The Richmond School Board has punted on new school zones for the city’s North Side.
On Monday night by a 6-3 vote, the board struck down a proposal for new zones for the only part of the city that does not yet have new boundaries, thus leaving North Side’s school zones the same for now.
The plan voted down by the board included the largest single change in any of the 10 proposals before the board.
Students in the Holton Elementary zone — 159 of them — east of Brook Road, north of Brookland Park Boulevard and north of Ladies Mile Road would have gone to Ginter Park.
Obama Elementary would have gotten 90 Ginter Park students south of Laburnum Avenue and north of Ladies Mile Road, while Obama students currently living south of Brookland Park Boulevard would have been rezoned for Holton.
Voting against the plan were Liz Doerr of the 1st District, Scott Barlow of the 2nd District, Jonathan Young of the 4th District, Cheryl Burke of the 7th District, Dawn Page of the 8th District and Linda Owen of the 9th District.
Voting for the plan were Kenya Gibson of the 3rd District, Patrick Sapini of the 5th District and Felicia Cosby of the 6th District.
Also on the table was a proposal to combine the majority-white school zone of Linwood Holton Elementary and combine with the majority-black zones of Barack Obama and Ginter Park elementary schools, a plan that would’ve brought an integration concept used elsewhere in the country to a city still feeling the effects of school segregation.
The proposal would have turn the North Side into one large school zone, sending students to Obama and Ginter Park for kindergarten through second grade before enrolling at Holton for third through fifth grades. The move would improve the diversity of all three schools, as just 2 in 5 students at Holton come from a low-income family, compared with 80% at Ginter Park and 69% at Obama.
Under the plan, 60% of Holton students would be considered economically disadvantaged, compared with 51% at Ginter Park and 67% at Obama, according to data from the School Board’s rezoning consultant, Cropper GIS.
Instead, no changes are coming to the North Side.
“This has been a huge undertaking — a difficult task,” said School Board Chairwoman Dawn Page. “Our goal is to make sure the decisions that we make impact every child positively.”
Much of Monday’s public hearing focused on the proposal to combine the majority-white school zone of Linwood Holton Elementary and combine with the majority-black zones of Barack Obama and Ginter Park elementary schools.
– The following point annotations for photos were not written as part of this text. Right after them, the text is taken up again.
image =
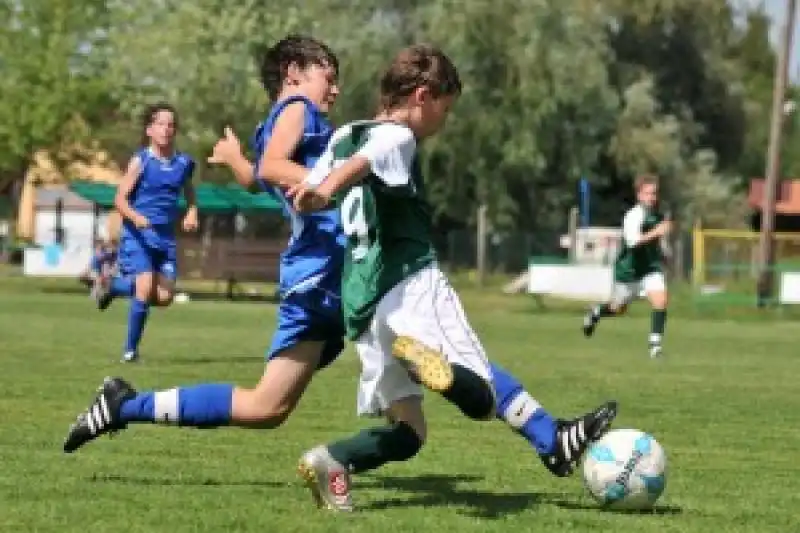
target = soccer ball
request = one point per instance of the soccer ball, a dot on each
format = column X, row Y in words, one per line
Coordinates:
column 625, row 469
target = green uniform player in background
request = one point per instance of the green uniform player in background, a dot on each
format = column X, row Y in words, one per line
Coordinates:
column 639, row 267
column 402, row 314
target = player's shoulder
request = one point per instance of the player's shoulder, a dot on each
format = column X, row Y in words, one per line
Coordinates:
column 399, row 133
column 635, row 212
column 184, row 159
column 386, row 132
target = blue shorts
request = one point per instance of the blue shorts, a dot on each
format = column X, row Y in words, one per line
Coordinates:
column 312, row 315
column 148, row 250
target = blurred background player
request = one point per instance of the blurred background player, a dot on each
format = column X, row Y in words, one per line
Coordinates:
column 147, row 199
column 404, row 317
column 102, row 264
column 639, row 267
column 299, row 74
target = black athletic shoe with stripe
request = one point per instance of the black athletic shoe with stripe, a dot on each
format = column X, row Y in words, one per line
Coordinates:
column 102, row 416
column 573, row 438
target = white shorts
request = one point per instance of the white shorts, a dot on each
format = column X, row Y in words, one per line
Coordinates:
column 624, row 293
column 426, row 308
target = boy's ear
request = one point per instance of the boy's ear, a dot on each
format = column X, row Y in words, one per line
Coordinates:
column 421, row 95
column 293, row 73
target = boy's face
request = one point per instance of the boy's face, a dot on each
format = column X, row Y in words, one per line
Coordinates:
column 648, row 195
column 318, row 83
column 431, row 112
column 161, row 130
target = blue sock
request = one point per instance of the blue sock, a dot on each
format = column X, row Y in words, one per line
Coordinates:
column 137, row 318
column 522, row 412
column 122, row 286
column 206, row 405
column 96, row 264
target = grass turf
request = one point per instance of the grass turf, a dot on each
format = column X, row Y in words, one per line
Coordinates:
column 723, row 403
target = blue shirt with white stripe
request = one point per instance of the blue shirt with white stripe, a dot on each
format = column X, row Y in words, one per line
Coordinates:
column 315, row 253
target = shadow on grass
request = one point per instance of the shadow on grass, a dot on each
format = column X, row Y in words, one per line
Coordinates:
column 427, row 491
column 443, row 490
column 149, row 481
column 211, row 359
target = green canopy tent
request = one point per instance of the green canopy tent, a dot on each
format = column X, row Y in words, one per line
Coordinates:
column 211, row 198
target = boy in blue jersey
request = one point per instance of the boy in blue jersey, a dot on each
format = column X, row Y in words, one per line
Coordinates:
column 299, row 73
column 101, row 265
column 147, row 198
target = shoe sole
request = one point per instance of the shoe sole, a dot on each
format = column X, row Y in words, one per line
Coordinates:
column 309, row 477
column 429, row 366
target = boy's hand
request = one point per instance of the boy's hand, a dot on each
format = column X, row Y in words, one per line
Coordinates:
column 227, row 148
column 306, row 198
column 190, row 220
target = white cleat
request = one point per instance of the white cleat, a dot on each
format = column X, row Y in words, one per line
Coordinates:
column 655, row 351
column 328, row 481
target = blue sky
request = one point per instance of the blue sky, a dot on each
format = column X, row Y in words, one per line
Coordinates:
column 776, row 9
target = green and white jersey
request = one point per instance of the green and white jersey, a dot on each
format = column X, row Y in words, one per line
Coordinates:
column 385, row 217
column 635, row 261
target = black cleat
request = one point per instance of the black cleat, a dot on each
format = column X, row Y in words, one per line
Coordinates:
column 574, row 436
column 589, row 323
column 102, row 416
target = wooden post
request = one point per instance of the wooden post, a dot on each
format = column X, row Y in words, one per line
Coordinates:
column 483, row 230
column 765, row 282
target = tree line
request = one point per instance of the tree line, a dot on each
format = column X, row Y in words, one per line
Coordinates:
column 554, row 91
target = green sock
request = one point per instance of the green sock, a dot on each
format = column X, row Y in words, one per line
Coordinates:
column 602, row 310
column 658, row 321
column 470, row 393
column 375, row 447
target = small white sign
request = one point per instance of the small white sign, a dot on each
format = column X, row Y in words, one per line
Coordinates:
column 579, row 282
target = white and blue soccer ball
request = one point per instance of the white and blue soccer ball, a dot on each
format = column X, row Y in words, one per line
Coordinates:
column 625, row 469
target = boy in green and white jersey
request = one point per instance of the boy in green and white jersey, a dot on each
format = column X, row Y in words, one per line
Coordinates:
column 639, row 267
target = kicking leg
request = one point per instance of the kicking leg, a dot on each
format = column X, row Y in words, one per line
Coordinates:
column 326, row 469
column 656, row 291
column 206, row 405
column 621, row 295
column 559, row 443
column 138, row 312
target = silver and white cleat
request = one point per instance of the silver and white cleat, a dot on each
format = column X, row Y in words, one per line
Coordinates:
column 328, row 481
column 655, row 351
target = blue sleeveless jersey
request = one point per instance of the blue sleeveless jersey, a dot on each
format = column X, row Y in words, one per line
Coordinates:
column 159, row 187
column 315, row 253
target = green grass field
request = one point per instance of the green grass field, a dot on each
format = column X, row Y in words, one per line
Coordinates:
column 723, row 403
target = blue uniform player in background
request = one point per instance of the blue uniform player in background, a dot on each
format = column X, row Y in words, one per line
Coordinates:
column 101, row 265
column 148, row 200
column 299, row 73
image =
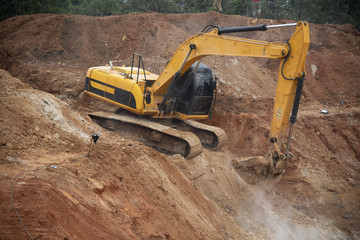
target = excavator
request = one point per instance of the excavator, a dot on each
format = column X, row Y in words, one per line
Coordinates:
column 161, row 110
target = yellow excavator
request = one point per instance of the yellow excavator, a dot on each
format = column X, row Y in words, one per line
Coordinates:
column 161, row 109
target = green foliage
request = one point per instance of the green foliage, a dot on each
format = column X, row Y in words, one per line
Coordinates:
column 316, row 11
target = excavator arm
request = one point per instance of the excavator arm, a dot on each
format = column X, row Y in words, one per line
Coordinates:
column 288, row 91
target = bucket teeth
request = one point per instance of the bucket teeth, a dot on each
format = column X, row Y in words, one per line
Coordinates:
column 255, row 170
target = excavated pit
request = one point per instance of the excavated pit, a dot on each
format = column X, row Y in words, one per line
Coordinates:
column 126, row 190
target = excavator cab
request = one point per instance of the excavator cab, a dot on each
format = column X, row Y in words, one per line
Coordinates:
column 197, row 98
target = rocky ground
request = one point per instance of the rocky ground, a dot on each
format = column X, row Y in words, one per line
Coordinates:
column 125, row 190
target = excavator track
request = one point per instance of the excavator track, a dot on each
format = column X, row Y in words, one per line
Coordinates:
column 184, row 137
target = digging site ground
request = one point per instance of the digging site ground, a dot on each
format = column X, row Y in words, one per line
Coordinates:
column 126, row 190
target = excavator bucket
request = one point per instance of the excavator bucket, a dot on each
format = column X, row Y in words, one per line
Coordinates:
column 256, row 170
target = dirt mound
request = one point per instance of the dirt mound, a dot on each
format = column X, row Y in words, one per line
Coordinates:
column 126, row 190
column 122, row 190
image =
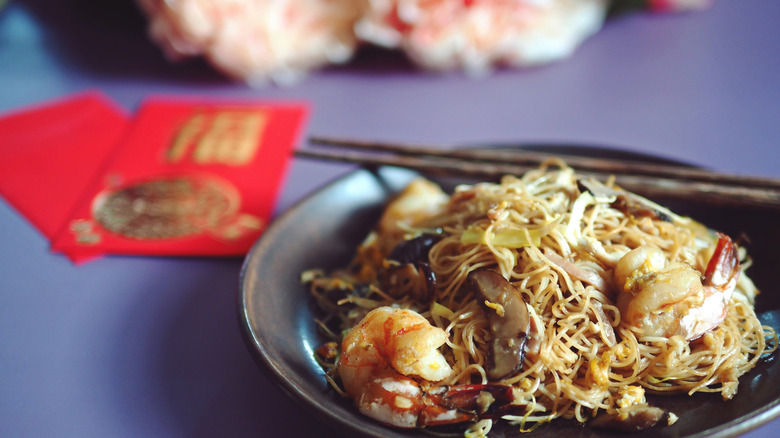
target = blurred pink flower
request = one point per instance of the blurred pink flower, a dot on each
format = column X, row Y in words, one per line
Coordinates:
column 256, row 41
column 476, row 35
Support for the idea was mixed.
“You have the opportunity to integrate RPS students in a meaningful and powerful way,” said Theresa Kennedy, a Holton parent who represented the 3rd District on a special committee on rezoning. “Bind our futures together. Build our community.”
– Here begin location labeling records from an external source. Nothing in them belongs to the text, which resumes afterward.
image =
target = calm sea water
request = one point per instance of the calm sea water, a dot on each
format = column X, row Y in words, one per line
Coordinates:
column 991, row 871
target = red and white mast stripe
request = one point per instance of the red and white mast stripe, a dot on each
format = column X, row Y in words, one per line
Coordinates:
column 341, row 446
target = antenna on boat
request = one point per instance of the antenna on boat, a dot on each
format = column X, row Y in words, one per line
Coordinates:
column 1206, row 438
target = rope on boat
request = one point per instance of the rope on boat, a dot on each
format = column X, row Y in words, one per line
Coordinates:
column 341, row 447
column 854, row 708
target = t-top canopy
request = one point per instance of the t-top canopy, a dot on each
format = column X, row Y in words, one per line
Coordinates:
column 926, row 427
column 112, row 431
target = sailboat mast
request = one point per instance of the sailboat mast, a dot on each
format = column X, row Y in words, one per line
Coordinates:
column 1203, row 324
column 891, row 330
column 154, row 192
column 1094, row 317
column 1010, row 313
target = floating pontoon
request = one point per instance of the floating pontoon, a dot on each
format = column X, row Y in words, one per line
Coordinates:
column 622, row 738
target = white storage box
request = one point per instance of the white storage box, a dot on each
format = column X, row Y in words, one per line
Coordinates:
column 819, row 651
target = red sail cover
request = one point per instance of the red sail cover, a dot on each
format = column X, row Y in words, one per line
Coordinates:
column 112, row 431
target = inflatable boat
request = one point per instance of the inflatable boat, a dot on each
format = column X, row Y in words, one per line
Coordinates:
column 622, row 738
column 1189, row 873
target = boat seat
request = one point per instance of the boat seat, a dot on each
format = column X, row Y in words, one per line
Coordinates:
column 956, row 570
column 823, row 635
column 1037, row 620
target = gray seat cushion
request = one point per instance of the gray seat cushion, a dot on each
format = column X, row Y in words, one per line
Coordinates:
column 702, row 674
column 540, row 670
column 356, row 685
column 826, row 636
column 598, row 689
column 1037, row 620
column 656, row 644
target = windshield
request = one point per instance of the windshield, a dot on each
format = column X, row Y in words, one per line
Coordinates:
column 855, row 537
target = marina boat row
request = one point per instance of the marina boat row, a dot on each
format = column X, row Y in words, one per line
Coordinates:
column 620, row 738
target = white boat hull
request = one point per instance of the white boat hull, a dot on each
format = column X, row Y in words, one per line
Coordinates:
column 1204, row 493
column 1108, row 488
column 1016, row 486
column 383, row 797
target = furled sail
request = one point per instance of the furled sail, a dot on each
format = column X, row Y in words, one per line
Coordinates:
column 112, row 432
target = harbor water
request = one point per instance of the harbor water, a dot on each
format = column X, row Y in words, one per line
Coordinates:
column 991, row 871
Carol Wolf, a former 3rd District representative on the School Board, said: “If this pairing business wasn’t good enough for the other parts of this city, then why is it being pushed on the North Side right now?”
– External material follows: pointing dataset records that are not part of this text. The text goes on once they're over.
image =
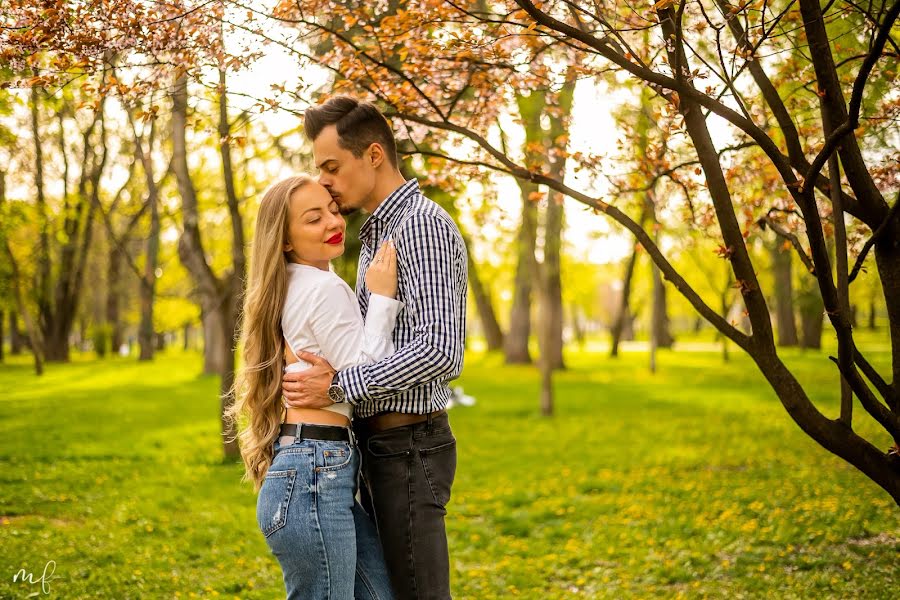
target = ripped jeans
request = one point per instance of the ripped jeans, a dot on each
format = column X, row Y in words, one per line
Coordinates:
column 326, row 544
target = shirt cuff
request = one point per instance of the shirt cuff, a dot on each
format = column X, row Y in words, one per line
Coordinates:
column 353, row 382
column 381, row 315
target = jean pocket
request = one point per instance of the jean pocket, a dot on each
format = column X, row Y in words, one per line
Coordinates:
column 389, row 445
column 334, row 457
column 274, row 500
column 439, row 464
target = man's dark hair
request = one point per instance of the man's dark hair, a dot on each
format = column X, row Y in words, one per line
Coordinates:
column 359, row 125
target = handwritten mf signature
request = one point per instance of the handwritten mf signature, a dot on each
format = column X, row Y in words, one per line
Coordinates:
column 45, row 578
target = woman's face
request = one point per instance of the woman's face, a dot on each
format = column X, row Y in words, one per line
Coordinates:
column 315, row 227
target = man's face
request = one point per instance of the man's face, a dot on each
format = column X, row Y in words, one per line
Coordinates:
column 349, row 180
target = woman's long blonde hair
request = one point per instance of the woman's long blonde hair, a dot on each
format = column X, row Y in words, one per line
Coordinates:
column 257, row 410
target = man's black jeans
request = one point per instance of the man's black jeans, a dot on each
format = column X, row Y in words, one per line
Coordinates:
column 407, row 474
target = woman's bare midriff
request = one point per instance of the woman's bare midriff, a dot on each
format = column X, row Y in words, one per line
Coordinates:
column 315, row 416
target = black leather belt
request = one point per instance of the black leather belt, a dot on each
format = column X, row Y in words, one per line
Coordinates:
column 306, row 431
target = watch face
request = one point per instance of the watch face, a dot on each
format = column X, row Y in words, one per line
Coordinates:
column 336, row 393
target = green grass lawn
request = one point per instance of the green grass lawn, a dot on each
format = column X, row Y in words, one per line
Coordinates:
column 692, row 482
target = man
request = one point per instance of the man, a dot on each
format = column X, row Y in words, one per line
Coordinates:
column 408, row 450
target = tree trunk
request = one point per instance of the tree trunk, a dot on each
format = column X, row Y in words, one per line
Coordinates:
column 660, row 318
column 15, row 276
column 515, row 343
column 485, row 306
column 887, row 258
column 811, row 307
column 113, row 292
column 219, row 298
column 623, row 315
column 146, row 338
column 57, row 311
column 784, row 294
column 190, row 245
column 546, row 387
column 550, row 328
column 661, row 337
column 16, row 340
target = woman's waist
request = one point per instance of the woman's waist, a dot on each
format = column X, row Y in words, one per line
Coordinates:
column 319, row 416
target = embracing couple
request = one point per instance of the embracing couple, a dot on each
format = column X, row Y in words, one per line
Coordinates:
column 342, row 396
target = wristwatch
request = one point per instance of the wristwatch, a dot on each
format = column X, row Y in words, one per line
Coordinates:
column 335, row 391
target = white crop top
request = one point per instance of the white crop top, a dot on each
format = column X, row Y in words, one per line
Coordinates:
column 321, row 315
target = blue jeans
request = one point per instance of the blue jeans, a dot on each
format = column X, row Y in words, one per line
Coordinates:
column 326, row 544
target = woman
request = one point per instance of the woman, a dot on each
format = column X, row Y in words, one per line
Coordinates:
column 303, row 461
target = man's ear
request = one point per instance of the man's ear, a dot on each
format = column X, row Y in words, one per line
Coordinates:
column 376, row 154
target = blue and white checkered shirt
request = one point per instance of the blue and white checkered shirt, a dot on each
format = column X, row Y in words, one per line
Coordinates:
column 431, row 328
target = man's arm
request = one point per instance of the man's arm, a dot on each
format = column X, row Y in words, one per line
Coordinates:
column 430, row 256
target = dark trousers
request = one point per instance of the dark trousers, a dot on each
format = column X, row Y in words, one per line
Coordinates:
column 407, row 473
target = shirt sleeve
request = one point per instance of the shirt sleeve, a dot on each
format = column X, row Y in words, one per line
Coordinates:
column 427, row 250
column 342, row 336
Parents in support of pairing requested a delayed implementation, meaning the change would take effect at the start of the 2021-22 school year.
On Sunday, Holton parent Rebecca Richardson wrote to the School Board: “I believe that if you grant the Northside the opportunity, we can do the soul-searching, continue to have the hard conversations, get uncomfortable, build the relationships and trust, put the hours in, do the work (in all aspects) and create change in our community that will be extremely hard at first, but will have significant beneficial ripple effects in our students’ lives, across generations and will alter the course of history.”
Other parents raised concerns with the cost and the school system’s ability to implement the plan, especially as the city tries to turn around a school division in which half of 44 schools meet the state’s full accreditation standards.
In October, Richmond Public Schools estimated that it would cost $617,500 to $842,500 per school pairing. That money would pay for new teachers, new buses and new bathrooms, among other things.
Pairing was originally proposed for William Fox and John B. Cary elementary schools. Later proposals included the North Side pairing and the merger of Mary Munford and George W. Carver elementary schools as a way to diversify a school system in which 3 in 4 schools are what researchers define as “intensely segregated,” meaning less than 10% of a school’s student body is white.
Pairing was rejected for those schools on Dec. 2, when the School Board approved a rezoning plan — formally known as Proposal Y — that redraws some school boundaries in the West End. Most notably, the Museum District is rezoned for Cary Elementary after being put into Fox Elementary in 2013.
Changes in the city’s South Side focused on relieving overcrowding and filling a rebuilt, 1,000-student E.S.H. Greene Elementary. Boundary changes in the East End will fill the rebuilt, 750-student George Mason Elementary.
The approved changes for the city’s South Side, East End and West End take effect at the start of the 2020-21 school year.